First, we want to prove that \(\phi\) is a homomorphism, meaning that for any \(g \cdot p_1 + (f), g \cdot p_2 + (f)\) in \(g \cdot F[X] / (f)\) and any \(c \in F\), we have: 1. \(\phi(g \cdot p_1 + (f) + g \cdot p_2 + (f)) = \phi(g \cdot p_1 + (f)) + \phi(g \cdot p_2 + (f))\) 2. \(\phi(c(g \cdot p_1 + (f))) = c \phi(g \cdot p_1 + (f))\) Let's check both: 1. \(\phi(g \cdot p_1 + g \cdot p_2 + (f)) = g \cdot p_1 + g \cdot p_2 + (h) = p_1 + p_2 + (h) = \phi(g \cdot p_1 + (f)) + \phi(g \cdot p_2 + (f))\) 2. \(\phi(c(g \cdot p_1 + (f))) = c(g \cdot p_1) + (h) = c \cdot p_1 + (h) = c \phi(g \cdot p_1 + (f))\) So, \(\phi\) is indeed a homomorphism.
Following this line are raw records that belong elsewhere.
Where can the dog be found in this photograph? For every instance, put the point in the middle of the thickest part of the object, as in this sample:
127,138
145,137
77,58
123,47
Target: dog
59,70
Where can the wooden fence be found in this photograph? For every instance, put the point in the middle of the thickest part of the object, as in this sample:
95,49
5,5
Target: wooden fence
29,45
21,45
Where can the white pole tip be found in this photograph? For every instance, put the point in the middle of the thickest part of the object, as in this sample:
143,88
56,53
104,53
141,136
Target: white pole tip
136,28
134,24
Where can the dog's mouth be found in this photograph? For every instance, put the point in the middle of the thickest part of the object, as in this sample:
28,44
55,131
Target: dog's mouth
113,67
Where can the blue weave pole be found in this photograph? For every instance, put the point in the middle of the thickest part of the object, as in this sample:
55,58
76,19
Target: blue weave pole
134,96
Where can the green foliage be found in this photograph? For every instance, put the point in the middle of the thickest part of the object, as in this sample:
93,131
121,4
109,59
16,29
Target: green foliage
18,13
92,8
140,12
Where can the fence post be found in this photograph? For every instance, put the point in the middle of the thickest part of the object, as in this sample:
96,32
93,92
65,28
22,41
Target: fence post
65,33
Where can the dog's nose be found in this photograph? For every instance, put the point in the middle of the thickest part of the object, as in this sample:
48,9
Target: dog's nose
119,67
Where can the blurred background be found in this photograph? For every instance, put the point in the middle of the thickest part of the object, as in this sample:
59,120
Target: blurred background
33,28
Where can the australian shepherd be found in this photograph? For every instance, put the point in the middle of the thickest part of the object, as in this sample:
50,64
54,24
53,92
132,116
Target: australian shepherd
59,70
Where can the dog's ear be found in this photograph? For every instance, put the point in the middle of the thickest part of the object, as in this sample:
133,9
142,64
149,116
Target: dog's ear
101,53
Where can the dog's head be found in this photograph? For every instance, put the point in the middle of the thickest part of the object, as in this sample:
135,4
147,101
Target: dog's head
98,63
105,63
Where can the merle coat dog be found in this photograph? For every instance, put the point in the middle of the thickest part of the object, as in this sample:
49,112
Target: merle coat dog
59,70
To prove that \(\phi\) is bijective, we need to show that it is both injective (one-to-one) and surjective (onto). Injective: Let \(g \cdot p_1 + (f), g \cdot p_2 + (f) \in g \cdot F[X] /(f)\) be such that \(\phi(g \cdot p_1 + (f)) = \phi(g \cdot p_2 + (f))\). Then, \(p_1 + (h) = p_2 + (h)\), which implies \(p_1 - p_2 \in (h)\). So, \(h\) divides \(p_1 - p_2\). Since \(h = f / d\), we have \(f\) divides \(d \cdot (p_1 - p_2)\). But \(f\) also divides \(g \cdot p_1 - g \cdot p_2\). Thus, \(g \cdot (p_1 - p_2) \in (f)\), which implies \(g \cdot p_1 + (f) = g \cdot p_2 + (f)\), making \(\phi\) injective. Surjective: Since \(\phi\) is a homomorphism, its image is a submodule of \(F[X] / (h)\). For any element \(p + (h) \in F[X] / (h)\), we have \(\phi(g \cdot p + (f)) = p + (h)\). Thus, the image of \(\phi\) is the entire module \(F[X] / (h)\), and hence, \(\phi\) is surjective. As \(\phi\) is a bijective homomorphism, it is an isomorphism. So, \(g \cdot F[X] / (f)\) and \(F[X] / (h)\) are isomorphic as \(F[X]\)-modules.